Na extremidade de alto risco, estão os suspeitos óbvios - EUA, Rússia, China, Irã, Israel e Ucrânia liderando a lista. Depois há Paquistão, Coreia do Norte e um conjunto de países do Médio Oriente e África que enfrentam conflitos ativos ou lutas pelo poder regional. A lista inclui Síria, Iraque, Iémen, Afeganistão, além de vários países da África Ocidental como Nigéria, Mali e Burkina Faso, onde as situações de segurança estão cada vez mais frágeis.
O que chamou minha atenção é como o ranking vai além dos pontos de tensão tradicionais. Você vê Índia, Indonésia, Turquia e grandes países europeus como Alemanha, Reino Unido e França todos na categoria de risco médio.
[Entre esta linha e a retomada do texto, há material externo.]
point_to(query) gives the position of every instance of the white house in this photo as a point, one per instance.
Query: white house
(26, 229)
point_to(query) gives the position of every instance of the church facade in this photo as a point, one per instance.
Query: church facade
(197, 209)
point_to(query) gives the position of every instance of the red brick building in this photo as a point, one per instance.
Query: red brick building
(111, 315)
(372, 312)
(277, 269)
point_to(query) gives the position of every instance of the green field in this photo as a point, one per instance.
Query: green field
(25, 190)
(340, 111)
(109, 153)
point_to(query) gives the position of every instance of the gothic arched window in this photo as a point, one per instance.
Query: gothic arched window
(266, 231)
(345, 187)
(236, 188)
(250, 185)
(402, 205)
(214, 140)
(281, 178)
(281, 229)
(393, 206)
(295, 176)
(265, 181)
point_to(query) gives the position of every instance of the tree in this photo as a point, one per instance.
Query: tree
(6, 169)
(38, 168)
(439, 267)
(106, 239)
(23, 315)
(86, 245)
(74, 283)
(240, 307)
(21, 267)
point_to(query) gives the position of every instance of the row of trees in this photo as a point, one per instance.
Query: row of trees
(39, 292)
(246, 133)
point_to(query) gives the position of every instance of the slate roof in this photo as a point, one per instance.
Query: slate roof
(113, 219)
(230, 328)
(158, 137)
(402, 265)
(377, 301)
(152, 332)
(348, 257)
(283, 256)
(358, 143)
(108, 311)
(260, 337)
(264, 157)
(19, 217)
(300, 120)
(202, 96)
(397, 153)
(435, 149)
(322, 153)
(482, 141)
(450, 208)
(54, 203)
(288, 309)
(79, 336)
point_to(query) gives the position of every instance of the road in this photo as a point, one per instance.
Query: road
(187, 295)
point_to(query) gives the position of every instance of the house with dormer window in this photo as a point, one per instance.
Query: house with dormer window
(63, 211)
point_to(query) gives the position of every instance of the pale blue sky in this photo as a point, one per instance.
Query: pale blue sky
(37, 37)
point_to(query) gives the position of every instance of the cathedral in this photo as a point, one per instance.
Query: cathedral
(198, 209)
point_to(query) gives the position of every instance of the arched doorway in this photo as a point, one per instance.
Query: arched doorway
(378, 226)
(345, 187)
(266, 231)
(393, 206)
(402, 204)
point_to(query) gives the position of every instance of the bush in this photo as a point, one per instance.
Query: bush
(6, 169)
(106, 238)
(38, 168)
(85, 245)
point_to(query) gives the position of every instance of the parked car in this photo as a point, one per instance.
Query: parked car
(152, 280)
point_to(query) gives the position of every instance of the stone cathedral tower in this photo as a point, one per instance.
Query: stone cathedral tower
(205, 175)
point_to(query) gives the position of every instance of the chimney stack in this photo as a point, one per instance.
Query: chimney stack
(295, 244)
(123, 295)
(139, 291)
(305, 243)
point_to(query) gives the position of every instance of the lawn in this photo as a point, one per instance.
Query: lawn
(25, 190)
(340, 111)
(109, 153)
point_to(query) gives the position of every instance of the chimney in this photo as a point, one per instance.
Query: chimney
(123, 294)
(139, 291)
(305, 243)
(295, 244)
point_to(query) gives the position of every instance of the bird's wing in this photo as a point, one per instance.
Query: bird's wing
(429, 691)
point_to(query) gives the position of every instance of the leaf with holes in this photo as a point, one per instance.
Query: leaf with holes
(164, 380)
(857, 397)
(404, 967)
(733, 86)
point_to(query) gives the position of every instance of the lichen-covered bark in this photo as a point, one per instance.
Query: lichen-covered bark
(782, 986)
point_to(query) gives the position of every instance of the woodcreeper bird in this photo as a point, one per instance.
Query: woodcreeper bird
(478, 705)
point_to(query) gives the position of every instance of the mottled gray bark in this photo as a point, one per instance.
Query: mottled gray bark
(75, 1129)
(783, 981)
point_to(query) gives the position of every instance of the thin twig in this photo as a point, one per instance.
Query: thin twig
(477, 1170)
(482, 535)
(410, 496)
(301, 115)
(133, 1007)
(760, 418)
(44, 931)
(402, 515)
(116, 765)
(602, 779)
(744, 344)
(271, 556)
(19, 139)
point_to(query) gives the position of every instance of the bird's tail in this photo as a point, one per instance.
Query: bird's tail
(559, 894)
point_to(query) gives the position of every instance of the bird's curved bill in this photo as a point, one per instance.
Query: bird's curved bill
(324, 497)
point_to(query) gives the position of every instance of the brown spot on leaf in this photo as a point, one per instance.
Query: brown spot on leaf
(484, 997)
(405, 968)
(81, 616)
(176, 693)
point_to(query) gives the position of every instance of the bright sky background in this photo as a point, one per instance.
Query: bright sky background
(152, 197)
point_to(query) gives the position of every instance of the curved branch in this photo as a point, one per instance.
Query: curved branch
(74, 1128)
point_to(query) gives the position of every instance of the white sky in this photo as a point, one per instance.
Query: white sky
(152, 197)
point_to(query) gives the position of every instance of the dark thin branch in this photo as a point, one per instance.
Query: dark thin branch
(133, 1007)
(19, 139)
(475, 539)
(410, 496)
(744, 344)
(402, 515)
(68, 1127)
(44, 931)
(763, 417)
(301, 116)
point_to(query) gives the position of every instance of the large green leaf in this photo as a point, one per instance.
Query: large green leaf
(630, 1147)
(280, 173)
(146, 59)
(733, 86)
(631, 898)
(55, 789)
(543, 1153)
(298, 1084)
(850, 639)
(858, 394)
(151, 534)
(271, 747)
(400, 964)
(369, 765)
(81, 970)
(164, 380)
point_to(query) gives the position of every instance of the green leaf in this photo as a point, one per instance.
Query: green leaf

Até países como México e Egito estão sinalizados como preocupação média, o que mostra o quão fragmentada se tornou a estabilidade global.
Por outro lado, há uma camada de nações marcadas como de risco muito baixo - Japão, Singapura, Nova Zelândia, Uruguai e alguns outros que parecem relativamente isolados de uma escalada geopolítica significativa. Interessante como a geografia, alianças e integração econômica parecem ser os principais fatores que protegem esses países.
A questão dessas avaliações de países à beira de uma terceira guerra mundial é que elas são instantâneos dos níveis de tensão, e não previsões. Mas destacam onde estão os pontos de pressão global - e, honestamente, o número de conflitos simultâneos já ativos é um pouco alarmante. Vale a pena ficar de olho em como essas dinâmicas evoluem nos próximos meses.